Reasons You Love Tracee Ellis Ross
Long before Tracee Ellis Ross was in our homes weekly as the voice of reason anesthesiologist who also held things down as a mother of five on ‘Black-ish,’ she was a woman doing her thing as the leader of her girl gang as well as at a law firm on ‘Girlfriends.’ For many women, both young and old, during ‘Girlfriends’ initial run found so much inspiration from Ross’ Joan Clayton. This being just one example of what seeing a professional Black woman on TV meant to a generation that had yearned for that connection. Of course, Joan wasn’t the last time Ross would play a Black woman with a badass degree in her back pocket. On ‘Black-ish’ while her husband does good as hell in advertising, we’re never meant to forget that she’s a doctor.
Despite her professionalism in both roles, what is admirable about those characters when they weren’t at work, was how each of them took care of the people around them. Whether it was Joan always being there for her best friends, or Rainbow dishing out the grandiose advice to her children, you’ve come to expect Ross and her roles to represent not only the heart of whatever crew she’s a part of but the rock as well. Which in the end has not only inspired various generations to go for their goals but to be an amazing, caring human while doing so.
And while her major roles have given you the strength to do better, in real life Ross has given you the opportunity to feel better with her hair product line, Patterns. For those who don’t have curly, coily, textured hair – it is hard as heck to find a product that works because it’s not like straight hair. And this ain’t just a Black thing. We’re also talking to our curly-haired friends that are everything from Hispanic to Jewish. Curly folks, they know the struggle. Just look at Mia Thermopolis. Ross spent about a decade on Patterns and it finally came to be in 2019. Since then it’s received high praise from fans both near and far.
From inspiring fans to reach their top potential to giving those with textured hair some hair care love, these are the reasons you love Tracee Ellis Ross.
Reasons I Love Tracee Ellis Ross
A bottle of Pattern conditioner currently resides in my shower and ‘Black-ish’ is high on my watchlist, and without it would have never come the ultimate reason I love Tracee Ellis Ross; ‘Mixed-ish.’
When ABC first announced ‘Black-ish,’ I thought it was going to be about a feeling I’ve felt since I was younger…that feeling like you’re not Black enough AKA black-ish. Instead, it has been a well-done family comedy that delivers typical plots that come with the genre while also exploring what it’s like to be Black in modern-day America and easy to follow history lessons.
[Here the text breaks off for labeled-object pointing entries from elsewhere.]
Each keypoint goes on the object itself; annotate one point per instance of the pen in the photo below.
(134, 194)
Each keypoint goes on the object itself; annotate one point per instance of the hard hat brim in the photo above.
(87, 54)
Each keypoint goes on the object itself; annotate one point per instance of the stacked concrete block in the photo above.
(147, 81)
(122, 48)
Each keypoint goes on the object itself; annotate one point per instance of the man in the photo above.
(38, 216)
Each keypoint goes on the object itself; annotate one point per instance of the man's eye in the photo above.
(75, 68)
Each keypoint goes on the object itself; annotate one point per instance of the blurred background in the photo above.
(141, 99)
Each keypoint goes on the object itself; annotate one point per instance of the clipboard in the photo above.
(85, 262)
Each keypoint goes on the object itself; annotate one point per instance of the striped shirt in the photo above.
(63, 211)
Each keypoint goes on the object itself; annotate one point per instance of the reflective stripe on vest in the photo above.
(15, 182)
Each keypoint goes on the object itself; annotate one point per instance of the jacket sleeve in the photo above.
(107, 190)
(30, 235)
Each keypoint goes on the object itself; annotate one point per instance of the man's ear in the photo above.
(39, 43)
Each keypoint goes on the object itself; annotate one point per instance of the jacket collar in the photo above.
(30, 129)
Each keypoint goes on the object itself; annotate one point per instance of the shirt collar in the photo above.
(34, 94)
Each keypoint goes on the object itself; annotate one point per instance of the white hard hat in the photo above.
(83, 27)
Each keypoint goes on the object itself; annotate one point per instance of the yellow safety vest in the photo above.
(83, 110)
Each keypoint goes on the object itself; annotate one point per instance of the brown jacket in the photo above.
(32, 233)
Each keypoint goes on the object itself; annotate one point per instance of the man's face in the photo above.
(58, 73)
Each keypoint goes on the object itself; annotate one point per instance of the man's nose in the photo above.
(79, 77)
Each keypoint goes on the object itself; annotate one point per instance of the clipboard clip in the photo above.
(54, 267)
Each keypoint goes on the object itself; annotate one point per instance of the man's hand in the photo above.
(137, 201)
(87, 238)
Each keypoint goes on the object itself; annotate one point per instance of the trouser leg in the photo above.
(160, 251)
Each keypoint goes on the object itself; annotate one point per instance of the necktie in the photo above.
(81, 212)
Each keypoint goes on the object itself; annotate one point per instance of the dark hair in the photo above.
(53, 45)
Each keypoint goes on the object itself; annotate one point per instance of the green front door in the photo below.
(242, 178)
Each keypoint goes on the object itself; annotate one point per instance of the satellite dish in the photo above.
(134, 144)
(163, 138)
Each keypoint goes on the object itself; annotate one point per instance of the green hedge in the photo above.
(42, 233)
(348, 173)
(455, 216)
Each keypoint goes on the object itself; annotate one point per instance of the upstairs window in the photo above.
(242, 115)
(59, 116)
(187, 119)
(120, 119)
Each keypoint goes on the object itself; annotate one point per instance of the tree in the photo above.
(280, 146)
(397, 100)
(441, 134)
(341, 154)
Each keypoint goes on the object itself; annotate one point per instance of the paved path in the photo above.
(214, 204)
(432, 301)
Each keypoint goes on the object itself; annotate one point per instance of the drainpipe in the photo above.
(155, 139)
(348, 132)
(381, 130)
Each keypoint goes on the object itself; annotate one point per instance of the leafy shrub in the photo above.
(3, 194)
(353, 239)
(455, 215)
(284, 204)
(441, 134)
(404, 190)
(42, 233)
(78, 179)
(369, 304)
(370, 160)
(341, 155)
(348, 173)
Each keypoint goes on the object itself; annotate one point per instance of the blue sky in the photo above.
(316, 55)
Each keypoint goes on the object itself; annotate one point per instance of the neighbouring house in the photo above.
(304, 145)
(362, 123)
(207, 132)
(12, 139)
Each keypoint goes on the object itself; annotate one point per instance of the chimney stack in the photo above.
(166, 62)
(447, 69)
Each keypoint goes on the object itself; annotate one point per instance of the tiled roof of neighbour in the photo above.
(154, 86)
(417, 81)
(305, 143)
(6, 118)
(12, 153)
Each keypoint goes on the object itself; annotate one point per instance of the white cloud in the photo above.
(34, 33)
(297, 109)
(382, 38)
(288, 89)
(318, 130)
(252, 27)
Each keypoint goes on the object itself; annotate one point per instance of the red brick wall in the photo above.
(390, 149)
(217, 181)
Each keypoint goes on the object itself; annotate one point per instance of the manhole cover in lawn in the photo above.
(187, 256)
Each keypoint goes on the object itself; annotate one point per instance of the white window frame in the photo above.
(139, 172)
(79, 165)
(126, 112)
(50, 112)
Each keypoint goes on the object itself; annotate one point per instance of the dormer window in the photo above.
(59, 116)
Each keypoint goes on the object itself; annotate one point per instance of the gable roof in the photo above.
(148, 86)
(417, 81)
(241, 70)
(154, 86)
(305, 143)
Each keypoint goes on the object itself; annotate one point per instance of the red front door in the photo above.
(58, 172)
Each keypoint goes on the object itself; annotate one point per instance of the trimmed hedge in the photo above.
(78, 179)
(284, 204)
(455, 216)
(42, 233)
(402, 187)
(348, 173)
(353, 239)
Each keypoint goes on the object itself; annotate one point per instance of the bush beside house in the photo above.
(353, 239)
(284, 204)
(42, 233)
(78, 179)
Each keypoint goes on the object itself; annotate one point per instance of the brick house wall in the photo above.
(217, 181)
Every episode has given me life, but the one that centered on Ross’ being mixed race and the idea that those of us that are usually don’t get the choice to choose two or more boxes in life, hit me hard.
“How come there’s not a box for both?”
I’d asked that my entire life because only until recently, most standardized tests and forms wanted you to choose once race or ethnicity but for a lot of us, it just ain’t possible. Choosing one often makes us feel like we’re ignoring part of who we are.
‘Black-ish’ explores being mixed to a point, but for the most part, it’s about the Black experience. Which is great, but I yearned for more and got it when Ross helped bring her character’s backstory to the table with ‘Mixed-ish.’ Still, in its first season, we’re watching a young Rainbow Johnson explore being mixed race in the mid-80s. So many of what young Bow experiences then are realities I faced as a kid, and I’m sure some still face today. From picking a racial side in terms of identity, friends, dating, and even one of my biggest woes growing up…hair.
‘Mixed-ish’ is the show I would have loved to have seen as a kid in a sea of ‘Saved by the Bell’ and ‘Boy Meets World’ where there was one Black character. Alas, it’s here now and that’s all because of Rainbow Johnson which in turn is because of Tracee Ellis Ross, who is mixed race as well. She and the team (many also mixed race) put a lot of their personal touches into young Bow’s tales. Which makes the show even more endearing knowing people like me are behind the scenes.
Curls on lock and a story that features the highs and lows of mixed race folks in the world, oh Tracee Ellis Ross – I love you.